Martin Keegan: Experimenting with CompCert

A few weeks ago I experimented with CompCert, a C compiler from INRIA, written largely in Coq, with chunks in OCaml; this allows the Coq parts of CompCert to be formally verified (see below for more on this).

Now I have no need of a guarantee that my compiler is bug-free, but to the extent that translation my code into the subset of C supported by CompCert reduces the bugcount rather than increases it, it's a win. I'm basically using compcert as a lint tool, but it's fun and instructive anyway. The real-world scenario which makes any of this interesting is therefore if you have a C codebase and suspect a bug in your compiler and want to know how hard it would be to maintain that codebase such that it compiled with a compiler believed to be bug free.

For many years I have maintained a codebase of 40K lines of fairly odd C, that implements a computer game I used to run in the 1990s, and which predates modern conveniences that might have been used, such as sqlite, pcre, libevent, reliable IP stacks on NeXTSTEP, ANSI C, free C++ compilers, free Erlang, etc, etc. The code is also unusual in shunning the use of struct, malloc and pointer arithmetic. For almost the last twenty years I've kept it up-to-date with the C toolchains on a number of OSes, as a way of keeping an eye on what the cool kids are breaking.

So:

Firstly, the codebase needs to be able to cope with multiple compilers; gcc and LLVM's clang are close to drop-in replacements for each other from the perspective of the Makefile. Not so, CompCert: -Wall -Werror are not accepted as options by CompCert, as they're effectively on by default. CompCert isn't going to want to know about any code that doesn't pass gcc -Wall -Werror, but there are a few things LLVM thinks it's Ok to warn you about that CompCert is cool with, which feels like LLVM is wasting my time. Getting the build system and revision control happy about parameterisable compiler options has to happen first.

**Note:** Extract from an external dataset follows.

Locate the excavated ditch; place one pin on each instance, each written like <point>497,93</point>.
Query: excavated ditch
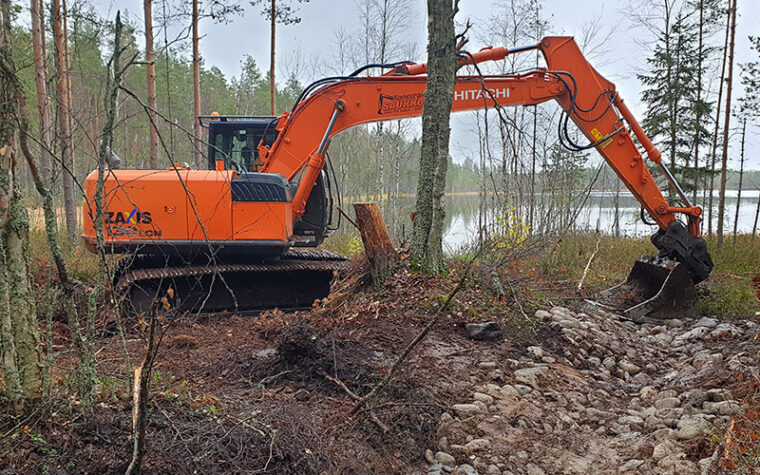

I was forced to do change all the remaining instances of conflation of integer widths. Anyone who's done arithmetic in OCaml will recognised this as one of the house microfascisms of INRIA, but it's a deep issue: a lot of corner cases depend on your installation of the header files and libraries and so on. In my case, function prototypes are culled into a .h file automatically with cproto, which by default changes the width of integers in K&R-style C functions:

void my_function(i)
short i
{
...
}

is output as

void my_function(int i);

which gcc and LLVM tolerate, but CompCert doesn't. There were a couple of other legitimate "Well Don't Do That Then" moments that I won't tax you with. Effectively one's forced to get all the prototypes and headers and includes exactly right. This showed up a bug: a variable which was supposed to be declared extern wasn't, and was separately allocated from the global it was supposed to represent.

The more formal treatment of integer widths also meant fixing a lot of sprintf format strings.

The next thing I had to fix was the idiom

char *messages[] = { "...", "...", "...", NULL };
int x = sizeof(messages) / ...;

CompCert insists on the length of messsages[] being explicitly specified, which means this technique isn't allowed.

The harder stuff was signal() and stdarg; basically, CompCert supports an anaemic subset of C, and doesn't allow stdargs, though it provides the sprintf() clique of functions. Since wrapping sprintf() is about the only thing varargs is used for in C, this turns out not to be a problem, but I originally bet that parts of the codebase were outside the CompCert C dialect and would need to be shunted into libraries.

My own adventure in CompCert land basically amounted to learning new stylistic restrictions in C. Reading around what people have been doing with CompCert I came across a few interesting articles and from this chap I learnt about concolic testing which is another technique I have no use for but am glad to have spent time learning about.